Lead author Byung Moon Kim, MD, PhD (Yonsei University College of Medicine, Seoul, Korea), told NXV in an email that they had previously introduced the idea of pinpointing occlusion type using digital subtraction angiography (DSA) in a publication last year.

“The goal of identifying occlusion type is to offer a helpful clue in judging whether the patient's arterial occlusion is embolic or nonembolic,” he explained. “This discrimination is very important, especially in the era of stent-retriever thrombectomy, because it is well-known that stent-retrievers are much less effective in cases of nonembolic arterial occlusion.”.

While DSA was found to be very useful for determining occlusion type in their original study, Kim explained that, “for an optimal endovascular strategy, it could be very helpful if one can determine occlusion type before the procedure, not during the procedure. Thus, we turned our eyes to CTA.”

The investigators retrospectively reviewed data on 238 consecutive patients with large-artery-occlusion stroke who underwent CTA followed by endovascular therapy. Patients’ mean age was 70.0 years and 52.9% were male. The investigators classified CTA-determined occlusion type into truncal-type or branching-site, comparing this with DSA-determined occlusion type during endovascular treatment. They also compared the prognostic value of CTA-determined occlusion type with atrial fibrillation and hyperdense artery sign (a possible indicator occlusion pathomechanism)

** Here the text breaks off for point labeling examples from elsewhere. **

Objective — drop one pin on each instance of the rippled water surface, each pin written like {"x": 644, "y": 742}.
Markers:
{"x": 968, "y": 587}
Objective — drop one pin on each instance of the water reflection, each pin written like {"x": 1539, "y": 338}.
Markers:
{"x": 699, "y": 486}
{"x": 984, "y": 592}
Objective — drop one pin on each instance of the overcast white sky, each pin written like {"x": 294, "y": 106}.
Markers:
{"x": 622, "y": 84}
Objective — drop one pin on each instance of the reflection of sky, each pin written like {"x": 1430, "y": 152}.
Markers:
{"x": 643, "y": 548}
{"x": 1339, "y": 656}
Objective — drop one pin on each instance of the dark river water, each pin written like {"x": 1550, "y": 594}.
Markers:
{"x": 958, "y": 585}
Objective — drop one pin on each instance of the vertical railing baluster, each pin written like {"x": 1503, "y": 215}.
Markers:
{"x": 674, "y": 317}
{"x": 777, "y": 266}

CTA-determined occlusion type corresponded adequately with DSA-determined occlusion type (P = 0.453). Both occlusion type on CTA and the presence of atrial fibrillation were independent predictors of outcome.

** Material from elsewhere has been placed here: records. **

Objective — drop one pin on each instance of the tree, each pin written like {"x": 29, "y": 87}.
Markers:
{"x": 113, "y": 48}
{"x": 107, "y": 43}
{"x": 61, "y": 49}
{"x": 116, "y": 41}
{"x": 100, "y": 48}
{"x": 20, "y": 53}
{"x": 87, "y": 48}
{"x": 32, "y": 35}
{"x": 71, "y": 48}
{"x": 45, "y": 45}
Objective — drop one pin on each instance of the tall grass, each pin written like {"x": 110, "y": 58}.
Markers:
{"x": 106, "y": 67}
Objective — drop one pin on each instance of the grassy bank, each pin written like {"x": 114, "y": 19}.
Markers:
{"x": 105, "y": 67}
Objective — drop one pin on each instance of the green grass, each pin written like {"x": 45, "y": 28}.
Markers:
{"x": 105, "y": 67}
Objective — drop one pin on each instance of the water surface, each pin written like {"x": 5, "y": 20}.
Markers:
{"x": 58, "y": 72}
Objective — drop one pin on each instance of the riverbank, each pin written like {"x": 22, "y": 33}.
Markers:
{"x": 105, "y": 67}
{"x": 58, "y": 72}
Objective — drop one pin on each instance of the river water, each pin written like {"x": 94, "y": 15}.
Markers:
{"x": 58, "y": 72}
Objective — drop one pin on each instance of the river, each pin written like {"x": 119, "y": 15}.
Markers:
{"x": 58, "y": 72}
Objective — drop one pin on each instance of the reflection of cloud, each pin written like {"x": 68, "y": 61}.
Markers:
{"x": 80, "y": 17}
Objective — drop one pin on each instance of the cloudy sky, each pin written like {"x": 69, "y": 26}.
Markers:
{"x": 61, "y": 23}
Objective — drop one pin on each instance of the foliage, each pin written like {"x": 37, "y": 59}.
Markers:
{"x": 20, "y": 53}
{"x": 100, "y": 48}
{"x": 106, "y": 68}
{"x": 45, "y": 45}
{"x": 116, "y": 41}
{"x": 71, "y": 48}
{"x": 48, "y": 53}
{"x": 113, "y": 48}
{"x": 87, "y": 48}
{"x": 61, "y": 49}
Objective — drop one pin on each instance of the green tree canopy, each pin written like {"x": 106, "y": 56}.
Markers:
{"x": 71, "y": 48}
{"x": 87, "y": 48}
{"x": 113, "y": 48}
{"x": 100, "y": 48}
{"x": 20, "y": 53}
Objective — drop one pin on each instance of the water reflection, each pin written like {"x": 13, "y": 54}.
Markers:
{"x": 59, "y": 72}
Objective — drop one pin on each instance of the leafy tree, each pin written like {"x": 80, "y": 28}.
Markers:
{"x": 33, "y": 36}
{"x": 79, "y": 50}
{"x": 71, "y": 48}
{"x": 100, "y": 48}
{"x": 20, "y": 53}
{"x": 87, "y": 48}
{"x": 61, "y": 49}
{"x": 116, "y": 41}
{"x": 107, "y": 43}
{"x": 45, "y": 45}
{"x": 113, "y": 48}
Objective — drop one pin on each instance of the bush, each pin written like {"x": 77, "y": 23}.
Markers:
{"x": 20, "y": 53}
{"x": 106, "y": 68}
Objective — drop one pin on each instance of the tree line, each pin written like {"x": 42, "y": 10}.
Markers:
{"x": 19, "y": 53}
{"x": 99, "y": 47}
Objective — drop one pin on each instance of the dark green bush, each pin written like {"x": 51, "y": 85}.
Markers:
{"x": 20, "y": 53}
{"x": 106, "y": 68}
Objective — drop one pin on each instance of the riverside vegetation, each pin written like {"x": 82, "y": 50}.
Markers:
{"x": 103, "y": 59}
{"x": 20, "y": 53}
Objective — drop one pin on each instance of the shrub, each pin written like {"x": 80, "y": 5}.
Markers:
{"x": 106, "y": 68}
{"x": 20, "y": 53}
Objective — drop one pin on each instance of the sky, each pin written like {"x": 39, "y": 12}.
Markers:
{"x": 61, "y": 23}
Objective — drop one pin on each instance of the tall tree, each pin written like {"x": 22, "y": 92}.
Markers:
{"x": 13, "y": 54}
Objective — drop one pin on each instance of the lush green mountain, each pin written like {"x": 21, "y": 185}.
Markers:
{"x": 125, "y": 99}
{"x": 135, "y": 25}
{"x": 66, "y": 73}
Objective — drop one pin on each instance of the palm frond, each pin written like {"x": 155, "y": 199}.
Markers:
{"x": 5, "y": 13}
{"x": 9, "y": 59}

Independent Predictors of Success With Stent Retriever

 

Odds Ratio (95% CI)

P Value

CTA-Determined Occlusion Type

8.20 (3.45-19.5)

< 0.001

Atrial Fibrillation

2.66 (1.25-5.66)

0.011

 

When comparing the predictive value of each preprocedural finding, the investigators calculated that the area under the receiver operating characteristic curve value for CTA-determined branching-site occlusion (0.695) was significantly greater than that for atrial fibrillation (0.594; P = 0.038) and hyperdense artery sign (0.603; P = 0.023).

Matching Technique to Occlusion Type

“The authors were able to show with strong statistical significance that, in their patient population, stent-retrievers worked better when the occlusion was at a branching point in the artery and not in the artery's main trunk (these occlusion types may be more likely to be embolic than in-situ thrombosis),” noted Almandoz.

“In their patient population,” he continued, “identifying the occlusion type at the time of the CTA may allow the operator to choose which device to use for the thrombectomy, with a stent-retriever being chosen for branching occlusions and pharmacological thrombolysis with stenting, or possible aspiration, being chosen for truncal occlusions.”

Both experts pointed out that the study is limited by its retrospective nature and the fact that it was based on data from one center. “In addition,” noted Almandoz, “their population is affected by a relatively high prevalence of intracranial atherosclerosis, which in their cohort was probably the most likely reason for truncal type occlusions.”

Kim and his team are currently investigating the direct relationship between occlusion type and patient outcomes. “Preliminarily,” he reported, “by actively considering the occlusion type, the time to effective recanalization was shortened and patients’ clinical outcome was improved.” He expects to be able to share these data soon.


Source:

Baek JH, Kim BM, Yoo J, et al. Predictive value of computed tomography angiography-determined occlusion type in stent retriever thrombectomy. Stroke. 2017;48:2746-2752.

 

Disclosures:

  • Kim reports no relevant conflicts of interest.
  • Almandoz reports being a consultant for Penumbra.